Le musée des Hospitalières de l'Hotel-Dieu de MontréalPAR JEAN TRUDEL,
PROFESSEUR À L'UNIVERSITÉ DE MONTRÉAL En 1992, les Hospitalières de Saint-Joseph célèbraient le 350e anniversaire de la fondation de l'Hôtel-Dieu par Jeanne Mance et celui de Montréal en ouvrant au public un musée qui retrace en parallèle, depuis les origines jusqu'à nos jours, l'histoire et l'évolution de la communauté des Religieuses Hospitalières de Saint-Joseph et de l'Hôtel-Dieu de Montréal avec, pour toile de fond, l'histoire de la ville de Montréal. Ce musée à échelle humaine, et qui répond aux normes les plus modernes de la muséographie, offre aux visiteurs plusieurs niveaux de lecture de l'histoire à partir des documents d'archives, des objets et des oeuvres d'art conservés précieusement par les Hospitalières. Montréal au tournant du siècle y est représenté à plusieurs titres.
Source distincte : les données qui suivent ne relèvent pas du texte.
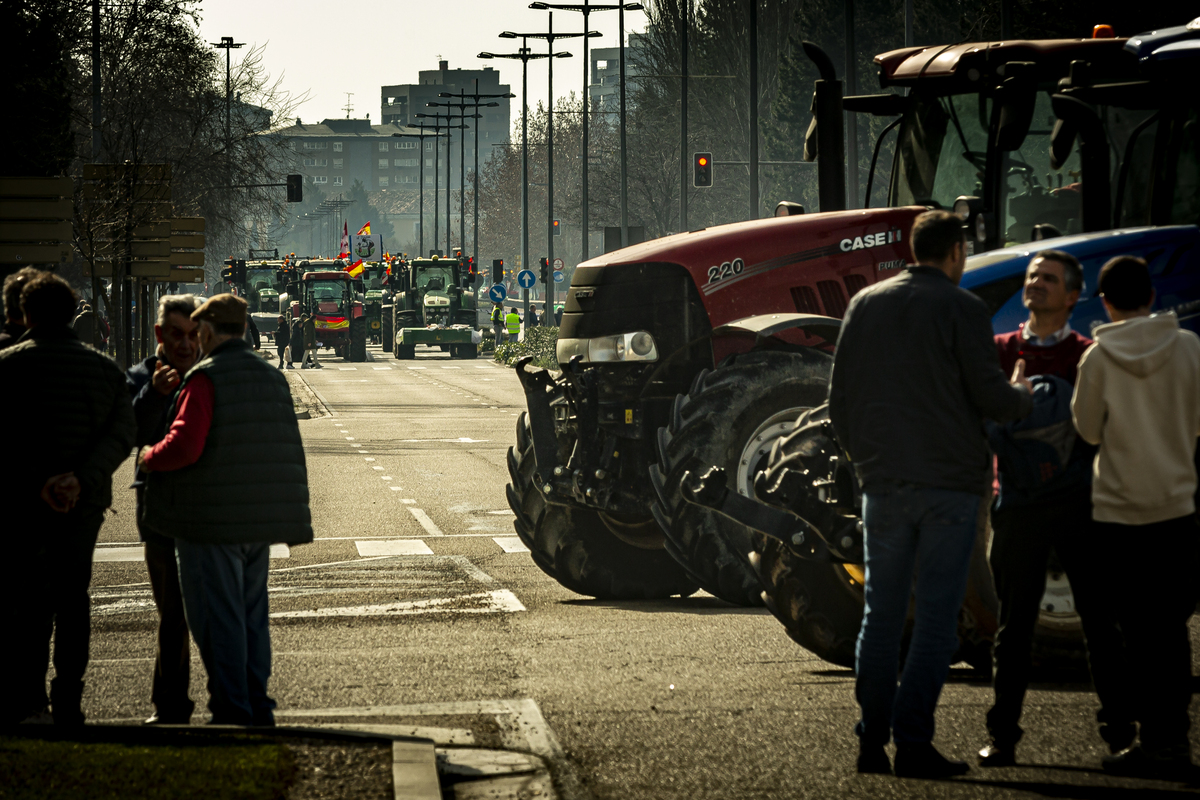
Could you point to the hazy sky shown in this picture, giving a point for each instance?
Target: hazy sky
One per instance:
(358, 46)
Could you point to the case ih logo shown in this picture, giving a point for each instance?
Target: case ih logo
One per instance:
(870, 240)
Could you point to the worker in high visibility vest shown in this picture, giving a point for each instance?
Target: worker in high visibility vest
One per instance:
(513, 323)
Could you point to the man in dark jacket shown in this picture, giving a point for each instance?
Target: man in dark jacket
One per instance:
(1048, 509)
(153, 384)
(72, 426)
(915, 376)
(13, 320)
(232, 425)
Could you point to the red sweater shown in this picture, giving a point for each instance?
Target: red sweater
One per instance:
(1060, 360)
(185, 439)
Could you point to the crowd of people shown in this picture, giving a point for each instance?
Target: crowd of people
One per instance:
(1096, 450)
(1072, 449)
(208, 417)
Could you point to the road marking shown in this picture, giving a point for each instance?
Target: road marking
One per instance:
(483, 602)
(425, 522)
(393, 547)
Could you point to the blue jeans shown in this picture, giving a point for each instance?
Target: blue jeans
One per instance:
(225, 601)
(909, 529)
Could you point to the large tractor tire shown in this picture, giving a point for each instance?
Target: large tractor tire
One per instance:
(730, 419)
(358, 347)
(821, 603)
(577, 548)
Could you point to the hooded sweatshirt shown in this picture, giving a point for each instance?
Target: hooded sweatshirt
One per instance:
(1138, 397)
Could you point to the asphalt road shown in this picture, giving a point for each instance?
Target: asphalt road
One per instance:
(417, 606)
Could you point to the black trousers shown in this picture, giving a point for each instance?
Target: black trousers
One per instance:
(173, 657)
(1153, 581)
(46, 596)
(1023, 539)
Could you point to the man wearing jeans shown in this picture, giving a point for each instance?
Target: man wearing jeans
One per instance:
(915, 376)
(226, 481)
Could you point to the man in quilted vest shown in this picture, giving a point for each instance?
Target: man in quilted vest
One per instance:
(233, 426)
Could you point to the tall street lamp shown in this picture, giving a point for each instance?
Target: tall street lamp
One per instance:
(550, 36)
(526, 55)
(420, 181)
(462, 95)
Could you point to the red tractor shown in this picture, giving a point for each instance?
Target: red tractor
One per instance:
(706, 347)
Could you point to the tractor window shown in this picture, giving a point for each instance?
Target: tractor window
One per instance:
(942, 150)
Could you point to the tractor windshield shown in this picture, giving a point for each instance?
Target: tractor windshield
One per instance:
(328, 298)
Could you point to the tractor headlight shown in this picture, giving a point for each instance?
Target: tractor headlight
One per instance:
(623, 347)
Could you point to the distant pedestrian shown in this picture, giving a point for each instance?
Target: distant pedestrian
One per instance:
(234, 437)
(1138, 397)
(153, 384)
(295, 340)
(915, 376)
(309, 325)
(70, 426)
(282, 334)
(1044, 505)
(13, 320)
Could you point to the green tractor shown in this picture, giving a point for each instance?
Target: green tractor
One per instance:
(435, 306)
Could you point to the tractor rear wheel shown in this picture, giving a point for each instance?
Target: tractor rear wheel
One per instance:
(575, 547)
(730, 419)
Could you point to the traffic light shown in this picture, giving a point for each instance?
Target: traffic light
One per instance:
(702, 169)
(295, 188)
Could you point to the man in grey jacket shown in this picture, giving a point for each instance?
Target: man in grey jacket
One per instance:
(915, 376)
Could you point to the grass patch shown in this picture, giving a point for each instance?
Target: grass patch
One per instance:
(37, 769)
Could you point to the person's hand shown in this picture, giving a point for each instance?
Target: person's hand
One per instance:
(165, 378)
(61, 492)
(1019, 378)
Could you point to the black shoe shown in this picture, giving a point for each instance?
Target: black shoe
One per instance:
(922, 759)
(997, 755)
(873, 759)
(1171, 764)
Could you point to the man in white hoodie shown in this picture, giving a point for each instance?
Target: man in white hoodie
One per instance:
(1138, 397)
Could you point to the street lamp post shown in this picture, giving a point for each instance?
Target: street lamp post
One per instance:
(526, 55)
(420, 181)
(550, 36)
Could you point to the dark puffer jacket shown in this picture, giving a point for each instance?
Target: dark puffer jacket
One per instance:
(251, 483)
(66, 410)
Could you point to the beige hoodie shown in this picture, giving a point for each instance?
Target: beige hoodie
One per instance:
(1138, 397)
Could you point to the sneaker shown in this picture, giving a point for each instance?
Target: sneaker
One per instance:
(922, 759)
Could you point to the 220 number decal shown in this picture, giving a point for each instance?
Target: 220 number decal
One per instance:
(726, 270)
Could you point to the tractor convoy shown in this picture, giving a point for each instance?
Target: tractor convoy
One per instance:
(685, 445)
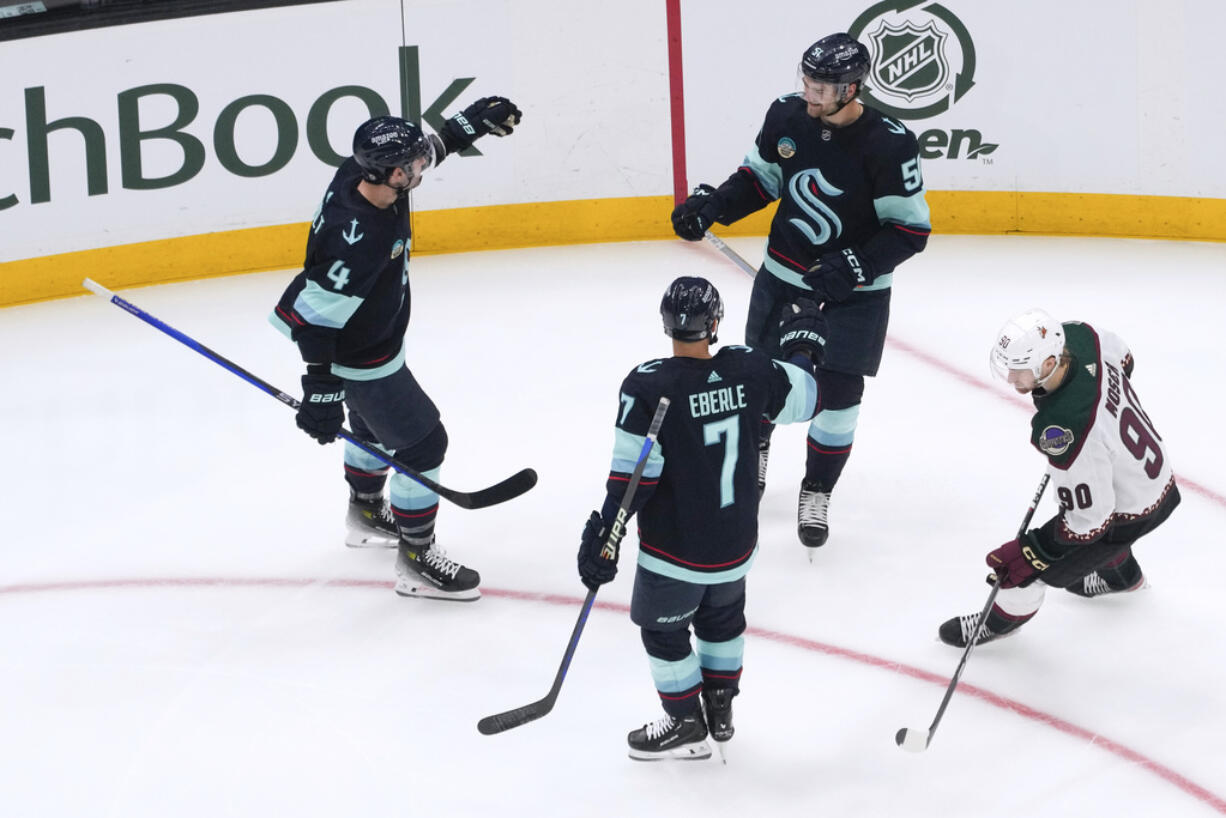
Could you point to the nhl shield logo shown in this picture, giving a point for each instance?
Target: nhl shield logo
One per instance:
(911, 59)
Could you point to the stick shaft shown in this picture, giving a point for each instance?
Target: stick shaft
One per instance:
(983, 613)
(515, 485)
(500, 721)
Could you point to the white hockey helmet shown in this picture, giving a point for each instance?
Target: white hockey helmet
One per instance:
(1025, 342)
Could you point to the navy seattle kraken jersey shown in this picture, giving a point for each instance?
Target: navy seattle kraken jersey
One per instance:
(350, 304)
(698, 499)
(836, 187)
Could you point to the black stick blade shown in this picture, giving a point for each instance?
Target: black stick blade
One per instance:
(913, 741)
(508, 489)
(511, 719)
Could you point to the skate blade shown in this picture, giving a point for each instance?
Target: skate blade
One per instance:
(421, 589)
(695, 752)
(364, 538)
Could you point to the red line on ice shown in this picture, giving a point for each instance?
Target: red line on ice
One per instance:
(1165, 773)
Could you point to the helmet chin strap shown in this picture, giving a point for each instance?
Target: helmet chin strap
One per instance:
(845, 102)
(1041, 382)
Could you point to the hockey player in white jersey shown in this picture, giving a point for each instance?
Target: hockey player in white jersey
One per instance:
(1106, 461)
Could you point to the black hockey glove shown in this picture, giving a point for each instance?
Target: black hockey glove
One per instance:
(321, 413)
(497, 115)
(839, 272)
(802, 329)
(696, 214)
(595, 567)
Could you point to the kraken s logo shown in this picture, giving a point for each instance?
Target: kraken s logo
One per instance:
(801, 188)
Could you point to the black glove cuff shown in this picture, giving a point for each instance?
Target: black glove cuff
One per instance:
(455, 137)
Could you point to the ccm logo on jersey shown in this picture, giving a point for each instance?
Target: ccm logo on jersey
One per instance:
(1056, 439)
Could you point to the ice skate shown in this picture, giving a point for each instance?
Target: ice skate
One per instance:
(671, 738)
(1095, 585)
(810, 515)
(956, 632)
(429, 573)
(369, 524)
(717, 708)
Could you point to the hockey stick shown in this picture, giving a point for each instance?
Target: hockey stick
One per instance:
(500, 721)
(717, 243)
(511, 487)
(915, 740)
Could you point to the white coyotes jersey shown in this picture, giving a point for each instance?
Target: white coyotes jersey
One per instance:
(1106, 460)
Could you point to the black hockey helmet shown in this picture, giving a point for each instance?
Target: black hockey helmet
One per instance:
(690, 309)
(839, 59)
(384, 144)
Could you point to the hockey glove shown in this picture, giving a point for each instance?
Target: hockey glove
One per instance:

L'exposition temporaire qu'on y présente actuellement, Apothicairesses et Pharmaciennes à l'Hôtel-Dieu, évoque, par exemple, le passage d'une formation de compagnonnage et de tradition orale à une formation académique par le rôle de Soeur Jeanne Phaneuf (1898-1959), première soeur pharmacienne de l'Hôtel-Dieu diplômée de l'Université de Montréal et reconnue par l'Association pharmaceutique de la Province de Québec fondée en 1870. Dans la section de la présentation permanente consacrée à la médecine et aux médecins à l'Hôtel-Dieu, il est possible de voir un tableau intitulé Le Dr Hingston et la salle d’opération peint en 1905 par Joseph-Charles Franchère (1866-1921) que le sulpicien Léon-Alfred Sentenne, curé de Notre-Dame de Montréal de 1882-1894, avait envoyé étudier la peinture à Paris avec quatre autres jeunes peintres en échange de leur participation au décor peint de la chapelle du Sacré-Cœur de Notre-Dame malheureusement disparu dans un incendie en 1978.
Il
fut le premier dans le monde à pratiquer, en 1863, l’ablation
du rein atteint d’une tumeur et joua un rôle très actif
au sein de la profession médicale en fondant plusieurs associations.
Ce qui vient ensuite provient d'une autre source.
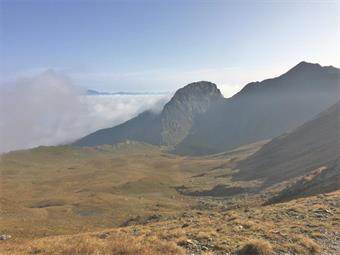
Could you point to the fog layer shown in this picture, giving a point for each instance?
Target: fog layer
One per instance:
(49, 110)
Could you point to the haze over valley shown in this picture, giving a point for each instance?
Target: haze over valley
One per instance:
(169, 128)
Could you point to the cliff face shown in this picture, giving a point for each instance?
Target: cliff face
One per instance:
(188, 102)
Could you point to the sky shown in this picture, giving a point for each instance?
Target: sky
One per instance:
(156, 46)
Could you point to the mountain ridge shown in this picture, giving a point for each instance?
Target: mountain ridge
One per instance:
(210, 123)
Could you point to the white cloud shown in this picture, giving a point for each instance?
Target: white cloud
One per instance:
(230, 79)
(49, 110)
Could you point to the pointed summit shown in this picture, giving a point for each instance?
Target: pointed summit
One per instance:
(178, 114)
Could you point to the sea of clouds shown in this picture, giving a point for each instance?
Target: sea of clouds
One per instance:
(49, 110)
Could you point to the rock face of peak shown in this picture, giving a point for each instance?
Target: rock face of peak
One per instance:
(178, 114)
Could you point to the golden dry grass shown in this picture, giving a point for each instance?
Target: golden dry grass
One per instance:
(256, 247)
(86, 244)
(70, 191)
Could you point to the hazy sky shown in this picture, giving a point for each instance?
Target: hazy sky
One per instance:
(162, 45)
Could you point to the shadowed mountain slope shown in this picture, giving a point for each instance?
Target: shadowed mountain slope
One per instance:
(263, 110)
(198, 120)
(313, 146)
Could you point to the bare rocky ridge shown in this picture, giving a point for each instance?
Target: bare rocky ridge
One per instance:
(178, 114)
(310, 152)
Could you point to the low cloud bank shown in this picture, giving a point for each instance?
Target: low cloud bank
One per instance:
(49, 110)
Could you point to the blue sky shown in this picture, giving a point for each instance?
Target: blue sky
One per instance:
(162, 45)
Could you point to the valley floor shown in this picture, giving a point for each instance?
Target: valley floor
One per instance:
(136, 199)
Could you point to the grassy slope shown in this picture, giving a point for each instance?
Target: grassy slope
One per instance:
(64, 190)
(71, 200)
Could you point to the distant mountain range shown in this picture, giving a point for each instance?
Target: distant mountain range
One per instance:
(91, 92)
(199, 120)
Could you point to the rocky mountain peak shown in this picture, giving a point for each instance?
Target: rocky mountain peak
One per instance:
(178, 114)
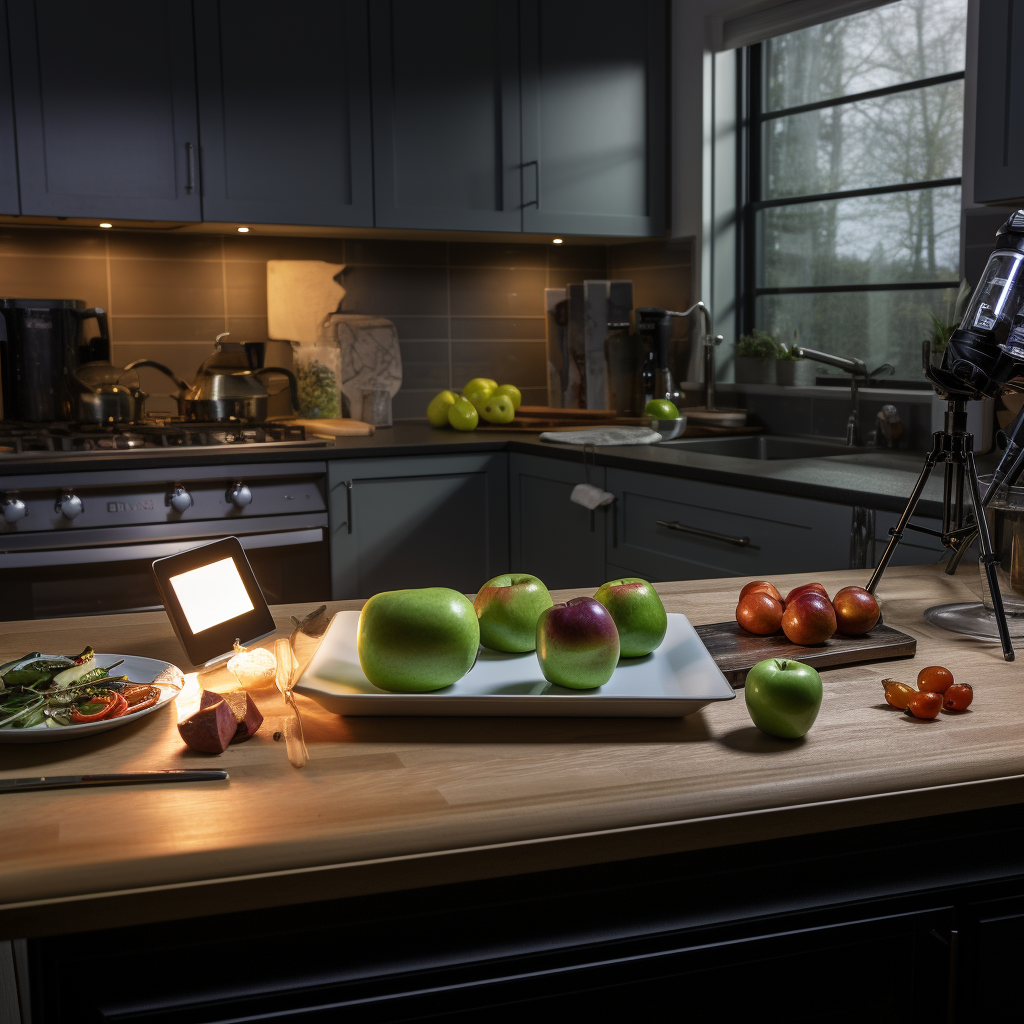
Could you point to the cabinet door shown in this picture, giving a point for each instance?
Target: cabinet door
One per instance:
(998, 152)
(104, 98)
(445, 95)
(552, 538)
(8, 162)
(427, 521)
(670, 528)
(594, 117)
(288, 143)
Le Dr Hingston devint aussi un personnage important de l'histoire sociale de l'époque. Maire de Montréal de 1875 à 1877, il poursuivit, pour contrer le taux le chômage élevé, la politique d'aménagement du parc du Mont Royal amorcée par son prédécesseur, Aldis Bernard, et confiée de 1873 à 1881 au plus éminent architecte paysagiste de l'époque, l'américain Frederick Law Olmsted. Mais il profita surtout de son passage à la mairie pour améliorer les conditions de vie de ses concitoyens on faisant voter, en 1876, une loi établissant une nouvelle politique sanitaire municipale et en lançant une vigoureuse campagne pour la vaccination, une mesure qui était loin de faire l'unanimité à cette époque et qui avait même provoqué des émeutes. Tant par la qualité des objets et des documents qu'il conserve, de même que par la qualité de leur présentation et de l'accueil qui est fait aux visiteurs, une visite au Musée des Hospitalières de l'Hôtel-Dieu de Montréal est un rendez-vous avec l'Histoire qu'il ne faut pas manquer.